The more astute readers (and by that I mean you, you good-looking charmer) will notice that 4K operations don’t really measure SQL Server’s IO. SQL Server stores stuff on disk in 8K pages, and zooming out a little, groups of 8 8KB pages (64K extents). We’re not looking to get an exact representation of SQL Server’s IO patterns here – we’re just trying to get a fast, one-button-click-easy measurement of how storage performs. Usually I find that during the first round of storage tests, it’s not performing well period – and it doesn’t make sense to bring SQL Server into the game just yet.
Interpreting CrystalDiskMark Results
For magnetic hard drives (individually or in RAID arrays), sequential operations (the top column) are often 10x-100x the rest of the results. This metric is often limited by how the computer is connected to the storage, and you can get those numbers from the bandwidth rates in Kendra Little’s “How Big Is Your Pipe?” bandwidth reference poster. Keep in mind that the MB/sec numbers on the poster are theoretical limits, and in practice, we’ve got 5%-20% overhead involved.

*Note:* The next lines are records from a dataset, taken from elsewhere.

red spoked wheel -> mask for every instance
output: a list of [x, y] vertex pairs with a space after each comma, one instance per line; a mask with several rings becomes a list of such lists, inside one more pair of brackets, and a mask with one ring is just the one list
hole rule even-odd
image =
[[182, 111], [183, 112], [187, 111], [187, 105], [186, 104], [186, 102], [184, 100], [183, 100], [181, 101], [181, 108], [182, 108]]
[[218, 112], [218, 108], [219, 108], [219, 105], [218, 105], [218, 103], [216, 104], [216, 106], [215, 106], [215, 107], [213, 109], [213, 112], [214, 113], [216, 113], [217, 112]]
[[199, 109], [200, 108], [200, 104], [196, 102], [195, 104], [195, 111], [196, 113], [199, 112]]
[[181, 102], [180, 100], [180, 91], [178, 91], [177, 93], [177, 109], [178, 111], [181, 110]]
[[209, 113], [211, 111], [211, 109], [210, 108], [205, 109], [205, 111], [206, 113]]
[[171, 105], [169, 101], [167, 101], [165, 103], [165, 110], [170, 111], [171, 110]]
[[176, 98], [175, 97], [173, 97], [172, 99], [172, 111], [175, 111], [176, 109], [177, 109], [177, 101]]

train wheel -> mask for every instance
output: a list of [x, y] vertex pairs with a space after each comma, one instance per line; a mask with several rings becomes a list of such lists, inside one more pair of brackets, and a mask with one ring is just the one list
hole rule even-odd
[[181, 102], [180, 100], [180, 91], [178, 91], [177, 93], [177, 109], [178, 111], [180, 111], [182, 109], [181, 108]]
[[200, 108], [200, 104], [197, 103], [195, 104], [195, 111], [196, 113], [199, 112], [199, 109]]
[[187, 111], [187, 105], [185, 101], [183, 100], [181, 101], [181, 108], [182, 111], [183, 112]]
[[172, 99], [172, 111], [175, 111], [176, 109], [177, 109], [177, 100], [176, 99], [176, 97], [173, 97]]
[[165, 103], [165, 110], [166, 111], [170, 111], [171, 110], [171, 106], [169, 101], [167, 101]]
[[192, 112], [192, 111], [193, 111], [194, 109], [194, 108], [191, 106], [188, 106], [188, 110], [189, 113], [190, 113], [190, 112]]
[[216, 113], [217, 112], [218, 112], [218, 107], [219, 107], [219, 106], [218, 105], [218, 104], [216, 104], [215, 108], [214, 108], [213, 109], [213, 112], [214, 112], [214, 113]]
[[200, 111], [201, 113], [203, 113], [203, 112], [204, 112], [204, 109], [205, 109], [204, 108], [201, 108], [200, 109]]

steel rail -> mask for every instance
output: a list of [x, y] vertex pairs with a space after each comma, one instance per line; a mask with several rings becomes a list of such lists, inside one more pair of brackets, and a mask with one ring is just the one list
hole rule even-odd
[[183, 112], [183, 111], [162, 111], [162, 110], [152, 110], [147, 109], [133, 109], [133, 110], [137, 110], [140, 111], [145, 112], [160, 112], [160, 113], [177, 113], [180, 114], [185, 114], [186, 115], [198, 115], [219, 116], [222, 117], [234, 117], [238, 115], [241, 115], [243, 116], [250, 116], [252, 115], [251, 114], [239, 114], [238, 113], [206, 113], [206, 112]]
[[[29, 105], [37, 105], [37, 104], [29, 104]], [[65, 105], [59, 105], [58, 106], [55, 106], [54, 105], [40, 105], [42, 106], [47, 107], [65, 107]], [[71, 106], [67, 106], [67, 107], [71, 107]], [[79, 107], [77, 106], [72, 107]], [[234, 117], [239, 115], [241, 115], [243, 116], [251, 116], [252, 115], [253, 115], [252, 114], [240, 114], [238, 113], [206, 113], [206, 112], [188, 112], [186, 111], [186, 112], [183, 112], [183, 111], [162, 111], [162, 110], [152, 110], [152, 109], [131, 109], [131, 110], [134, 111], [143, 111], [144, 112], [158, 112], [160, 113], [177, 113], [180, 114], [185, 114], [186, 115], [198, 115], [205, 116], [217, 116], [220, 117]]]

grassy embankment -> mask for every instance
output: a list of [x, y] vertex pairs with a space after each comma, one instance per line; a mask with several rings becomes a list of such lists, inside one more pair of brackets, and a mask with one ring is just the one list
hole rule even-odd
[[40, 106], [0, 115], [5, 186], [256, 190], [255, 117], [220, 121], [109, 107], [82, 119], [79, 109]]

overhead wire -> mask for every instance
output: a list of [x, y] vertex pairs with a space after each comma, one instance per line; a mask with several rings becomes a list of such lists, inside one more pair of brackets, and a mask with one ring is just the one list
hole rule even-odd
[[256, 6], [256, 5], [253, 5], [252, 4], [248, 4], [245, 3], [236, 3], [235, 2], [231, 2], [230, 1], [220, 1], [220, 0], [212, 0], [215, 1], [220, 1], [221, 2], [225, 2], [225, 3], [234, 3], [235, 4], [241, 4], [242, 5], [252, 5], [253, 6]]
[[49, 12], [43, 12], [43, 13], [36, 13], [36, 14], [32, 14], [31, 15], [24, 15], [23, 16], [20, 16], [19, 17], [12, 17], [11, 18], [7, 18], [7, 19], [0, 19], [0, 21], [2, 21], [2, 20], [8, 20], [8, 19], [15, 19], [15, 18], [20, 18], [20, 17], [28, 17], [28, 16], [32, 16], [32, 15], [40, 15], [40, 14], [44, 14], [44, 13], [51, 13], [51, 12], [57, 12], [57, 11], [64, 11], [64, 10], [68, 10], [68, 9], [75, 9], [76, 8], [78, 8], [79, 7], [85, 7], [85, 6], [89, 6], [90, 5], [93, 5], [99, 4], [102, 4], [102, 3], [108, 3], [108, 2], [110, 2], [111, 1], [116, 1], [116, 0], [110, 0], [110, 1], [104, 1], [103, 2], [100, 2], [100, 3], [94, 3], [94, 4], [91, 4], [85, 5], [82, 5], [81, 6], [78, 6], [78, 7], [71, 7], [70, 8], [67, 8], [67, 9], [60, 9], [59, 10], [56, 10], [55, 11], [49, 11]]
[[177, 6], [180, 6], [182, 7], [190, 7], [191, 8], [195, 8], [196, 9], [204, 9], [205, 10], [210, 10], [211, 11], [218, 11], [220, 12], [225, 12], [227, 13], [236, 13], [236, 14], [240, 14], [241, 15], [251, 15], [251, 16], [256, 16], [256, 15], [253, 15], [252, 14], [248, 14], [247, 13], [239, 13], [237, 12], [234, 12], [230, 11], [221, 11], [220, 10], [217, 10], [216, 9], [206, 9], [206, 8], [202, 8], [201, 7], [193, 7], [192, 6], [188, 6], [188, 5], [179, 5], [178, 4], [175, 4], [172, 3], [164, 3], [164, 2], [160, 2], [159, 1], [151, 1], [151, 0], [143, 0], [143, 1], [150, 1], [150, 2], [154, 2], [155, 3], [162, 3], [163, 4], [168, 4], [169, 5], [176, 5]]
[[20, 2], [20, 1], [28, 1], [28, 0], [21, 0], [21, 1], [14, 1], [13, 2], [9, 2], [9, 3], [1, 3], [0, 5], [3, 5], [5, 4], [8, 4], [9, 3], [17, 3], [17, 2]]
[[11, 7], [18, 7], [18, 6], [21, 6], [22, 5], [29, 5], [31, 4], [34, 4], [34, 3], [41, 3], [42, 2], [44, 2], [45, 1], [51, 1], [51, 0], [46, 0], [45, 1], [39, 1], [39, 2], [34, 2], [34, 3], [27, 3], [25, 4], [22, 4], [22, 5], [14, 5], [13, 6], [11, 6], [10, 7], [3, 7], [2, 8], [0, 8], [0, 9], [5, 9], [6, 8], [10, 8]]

For solid state drives, the difference between sequential and random operations isn’t always as dramatic, but it can still be 2-3x. If there’s no difference, then I’d look even closer at the connectivity method – the SSDs are probably outperforming the connection method (like 3Gb SATA, 1Gb iSCSI, or 2/4Gb FC.)
So what’s a good or bad number? If your server boots from a mirrored pair of local drives, and stores its SQL Server data somewhere else (like on a larger array or on a SAN), then test the local mirrored pair too. Compare the numbers for where you’re storing the valuable, high-performance data to where you’re storing the OS, and you might be surprised. Often I find that the OS’s drives perform even better because we just haven’t configured and tuned our storage.
Keep these original CrystalDiskMark screenshots in a shared folder for the group to access, and then challenge everyone involved to do better. Simple tuning techniques like tweaking the read/write bias on the RAID controller’s cache, right-sizing the NTFS allocation units, and working with different stripe sizes can usually yield double the storage performance without spending a dime.